Across New York, and the nation, on Tuesday, immigrants and their attorneys were grappling with the precedent-setting decision — and the stern warning to heed it — that Sessions issued to immigration judges on Monday. “It will be your duty to carry out this ruling,” he said. Thursday, the day of Blanca’s hearing, will be the judges’ first day back on the bench.

Claims for asylum already faced a high bar. In 2016, only about 11 percent of asylum applicants had their petitions granted nationally. Historically, New York has the largest number of applicants.

Sessions effectively narrowed the definition of persecution when he reversed a decision by an appellate board in a 2016 asylum case. Because immigration courts are housed under the Justice Department, not the judicial branch of government, he has the authority to overturn their decisions.

“The mere fact that a country may have problems effectively policing certain crimes or that certain populations are more likely to be victims of crime, cannot itself establish an asylum claim,” he wrote in the introduction to his decision.

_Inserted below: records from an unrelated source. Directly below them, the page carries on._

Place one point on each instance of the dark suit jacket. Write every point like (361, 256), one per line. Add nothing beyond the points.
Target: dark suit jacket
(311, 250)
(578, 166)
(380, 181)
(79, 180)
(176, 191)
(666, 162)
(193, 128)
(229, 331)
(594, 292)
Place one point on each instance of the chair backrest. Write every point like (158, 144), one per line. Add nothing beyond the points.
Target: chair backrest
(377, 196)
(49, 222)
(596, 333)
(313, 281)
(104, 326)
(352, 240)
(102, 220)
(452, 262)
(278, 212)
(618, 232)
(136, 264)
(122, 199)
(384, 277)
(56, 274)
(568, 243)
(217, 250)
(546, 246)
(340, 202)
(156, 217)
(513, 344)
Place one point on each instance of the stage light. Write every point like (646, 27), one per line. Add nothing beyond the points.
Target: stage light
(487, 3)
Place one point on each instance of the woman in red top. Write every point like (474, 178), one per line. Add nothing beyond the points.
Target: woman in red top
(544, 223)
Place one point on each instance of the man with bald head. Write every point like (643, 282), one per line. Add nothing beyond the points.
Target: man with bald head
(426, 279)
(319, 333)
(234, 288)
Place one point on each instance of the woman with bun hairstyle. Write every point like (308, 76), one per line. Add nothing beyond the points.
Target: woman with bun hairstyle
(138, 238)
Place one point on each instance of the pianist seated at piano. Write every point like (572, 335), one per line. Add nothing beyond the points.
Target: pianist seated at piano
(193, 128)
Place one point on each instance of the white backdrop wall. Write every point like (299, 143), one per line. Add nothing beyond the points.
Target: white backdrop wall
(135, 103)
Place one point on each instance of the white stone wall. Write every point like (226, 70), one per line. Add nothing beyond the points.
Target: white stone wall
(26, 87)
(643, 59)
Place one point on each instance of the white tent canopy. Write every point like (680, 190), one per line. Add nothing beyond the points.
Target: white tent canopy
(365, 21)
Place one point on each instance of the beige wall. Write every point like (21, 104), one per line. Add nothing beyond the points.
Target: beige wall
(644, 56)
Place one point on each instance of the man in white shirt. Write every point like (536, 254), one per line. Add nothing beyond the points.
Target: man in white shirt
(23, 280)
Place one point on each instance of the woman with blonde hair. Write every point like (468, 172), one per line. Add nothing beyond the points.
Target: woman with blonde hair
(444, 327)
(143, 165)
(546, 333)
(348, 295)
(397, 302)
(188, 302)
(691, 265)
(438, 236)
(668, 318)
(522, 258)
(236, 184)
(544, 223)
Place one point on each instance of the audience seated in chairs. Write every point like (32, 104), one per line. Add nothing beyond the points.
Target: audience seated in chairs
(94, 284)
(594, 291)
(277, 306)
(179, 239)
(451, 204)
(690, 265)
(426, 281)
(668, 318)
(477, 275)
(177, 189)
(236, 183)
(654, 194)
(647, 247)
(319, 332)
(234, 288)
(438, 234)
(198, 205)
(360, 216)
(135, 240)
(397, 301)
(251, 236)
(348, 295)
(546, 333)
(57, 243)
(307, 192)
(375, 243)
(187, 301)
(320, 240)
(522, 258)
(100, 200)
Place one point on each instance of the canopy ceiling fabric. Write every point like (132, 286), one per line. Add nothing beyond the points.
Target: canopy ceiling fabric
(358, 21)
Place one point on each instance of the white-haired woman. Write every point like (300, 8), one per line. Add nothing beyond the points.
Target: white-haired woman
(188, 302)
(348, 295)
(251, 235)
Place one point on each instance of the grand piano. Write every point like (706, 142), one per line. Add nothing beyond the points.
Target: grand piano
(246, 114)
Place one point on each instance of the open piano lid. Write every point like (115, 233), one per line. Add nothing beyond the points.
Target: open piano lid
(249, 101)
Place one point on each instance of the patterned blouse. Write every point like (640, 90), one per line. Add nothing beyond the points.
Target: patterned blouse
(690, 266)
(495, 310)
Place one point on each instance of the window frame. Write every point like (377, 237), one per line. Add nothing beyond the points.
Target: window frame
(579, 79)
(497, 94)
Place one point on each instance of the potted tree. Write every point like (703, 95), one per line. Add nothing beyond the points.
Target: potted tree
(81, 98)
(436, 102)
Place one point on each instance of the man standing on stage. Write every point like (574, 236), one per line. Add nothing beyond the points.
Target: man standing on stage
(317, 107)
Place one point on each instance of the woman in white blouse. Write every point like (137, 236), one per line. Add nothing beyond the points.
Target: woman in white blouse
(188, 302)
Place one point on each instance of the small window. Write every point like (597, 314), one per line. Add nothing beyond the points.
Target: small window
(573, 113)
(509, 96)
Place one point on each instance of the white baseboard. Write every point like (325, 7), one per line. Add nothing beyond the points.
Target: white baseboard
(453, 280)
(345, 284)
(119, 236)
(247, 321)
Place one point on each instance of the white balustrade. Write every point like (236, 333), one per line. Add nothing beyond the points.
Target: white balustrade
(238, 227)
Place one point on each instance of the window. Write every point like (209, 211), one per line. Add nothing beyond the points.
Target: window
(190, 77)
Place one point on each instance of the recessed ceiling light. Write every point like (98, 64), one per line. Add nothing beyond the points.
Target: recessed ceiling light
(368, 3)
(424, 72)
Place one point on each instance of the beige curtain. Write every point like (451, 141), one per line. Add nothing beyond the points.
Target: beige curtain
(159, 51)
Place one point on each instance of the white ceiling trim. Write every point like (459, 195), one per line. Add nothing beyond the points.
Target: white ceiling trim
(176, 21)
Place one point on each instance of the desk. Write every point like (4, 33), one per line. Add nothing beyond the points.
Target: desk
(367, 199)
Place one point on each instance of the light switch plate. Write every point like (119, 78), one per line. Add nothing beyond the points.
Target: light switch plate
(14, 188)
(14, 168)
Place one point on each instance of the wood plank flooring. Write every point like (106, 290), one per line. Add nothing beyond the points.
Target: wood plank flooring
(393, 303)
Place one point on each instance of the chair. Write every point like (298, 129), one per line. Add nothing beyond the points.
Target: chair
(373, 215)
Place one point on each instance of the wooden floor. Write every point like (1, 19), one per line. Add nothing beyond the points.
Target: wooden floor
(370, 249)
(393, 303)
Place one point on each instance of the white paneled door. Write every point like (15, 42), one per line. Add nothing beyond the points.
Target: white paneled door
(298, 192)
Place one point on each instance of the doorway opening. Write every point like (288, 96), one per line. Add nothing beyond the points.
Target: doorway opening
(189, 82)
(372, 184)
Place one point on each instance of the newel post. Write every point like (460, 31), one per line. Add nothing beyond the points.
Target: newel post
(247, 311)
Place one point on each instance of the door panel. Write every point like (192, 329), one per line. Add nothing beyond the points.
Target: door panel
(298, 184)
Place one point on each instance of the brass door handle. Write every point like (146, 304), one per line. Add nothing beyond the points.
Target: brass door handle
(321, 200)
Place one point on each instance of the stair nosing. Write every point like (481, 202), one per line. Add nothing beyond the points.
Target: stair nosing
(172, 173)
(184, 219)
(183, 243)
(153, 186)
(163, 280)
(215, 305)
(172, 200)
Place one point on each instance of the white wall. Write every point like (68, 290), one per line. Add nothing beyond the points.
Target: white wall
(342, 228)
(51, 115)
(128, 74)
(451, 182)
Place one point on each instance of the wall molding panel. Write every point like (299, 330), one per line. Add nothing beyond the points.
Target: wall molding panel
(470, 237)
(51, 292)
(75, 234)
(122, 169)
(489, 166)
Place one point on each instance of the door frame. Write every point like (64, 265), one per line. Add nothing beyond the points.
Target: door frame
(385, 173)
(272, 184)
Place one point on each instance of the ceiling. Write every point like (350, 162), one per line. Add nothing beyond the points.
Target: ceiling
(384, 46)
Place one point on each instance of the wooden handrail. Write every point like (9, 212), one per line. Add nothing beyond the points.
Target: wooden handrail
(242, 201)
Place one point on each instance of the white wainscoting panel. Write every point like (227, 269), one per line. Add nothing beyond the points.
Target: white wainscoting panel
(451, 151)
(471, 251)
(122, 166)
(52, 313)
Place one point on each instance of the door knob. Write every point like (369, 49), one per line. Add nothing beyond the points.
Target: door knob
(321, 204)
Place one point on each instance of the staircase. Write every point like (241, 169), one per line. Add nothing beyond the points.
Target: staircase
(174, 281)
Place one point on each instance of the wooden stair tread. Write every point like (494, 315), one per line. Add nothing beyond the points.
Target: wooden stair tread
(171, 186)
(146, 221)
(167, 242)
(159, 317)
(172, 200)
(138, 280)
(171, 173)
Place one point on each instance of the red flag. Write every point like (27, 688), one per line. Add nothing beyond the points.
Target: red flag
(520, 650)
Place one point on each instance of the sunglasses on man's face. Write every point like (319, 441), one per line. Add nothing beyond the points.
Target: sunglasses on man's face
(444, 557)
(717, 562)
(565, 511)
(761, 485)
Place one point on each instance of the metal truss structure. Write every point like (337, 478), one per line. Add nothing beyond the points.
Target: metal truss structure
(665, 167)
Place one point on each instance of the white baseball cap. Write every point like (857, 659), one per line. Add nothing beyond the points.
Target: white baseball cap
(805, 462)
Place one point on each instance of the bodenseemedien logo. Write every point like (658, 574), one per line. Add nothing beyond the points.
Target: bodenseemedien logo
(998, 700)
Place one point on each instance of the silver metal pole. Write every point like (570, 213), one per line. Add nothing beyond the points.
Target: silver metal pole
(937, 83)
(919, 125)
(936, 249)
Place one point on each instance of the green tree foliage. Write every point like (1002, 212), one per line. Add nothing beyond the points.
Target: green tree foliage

“It’s very sad news because there is tremendous societal violence in the Central American countries and the ravages of the civil wars have left society without any structures to protect people,” said Anne Pilsbury, the director of Central American Legal Assistance, a nonprofit in Brooklyn she founded in 1986 in response to the civil war in El Salvador. “Women are especially vulnerable. We’ve basically told them, ‘Too bad.'” Domestic violence claims are as much as 40 percent of the group’s caseload, she said, including one client from Honduras who was supposed to have been approved for asylum five days ago. The government had agreed to grant asylum, she said. The immigration judge, however, had to reschedule the court date. “We didn’t make it,” Pilsbury said.

The client had been raped and the attacker broke her child’s arm, Pilsbury said; the client’s sister was also raped, her breast cut off and she was eventually slain. The police, Pilsbury said, would not press charges.

Blanca’s lawyer, Jessica Greenberg, said that “problems” in policing did not describe the level of collusion between gangs and the police in Honduras. “It’s that the police do not, will not and cannot effectively police, because the police are so involved in the gangs,” Greenberg said.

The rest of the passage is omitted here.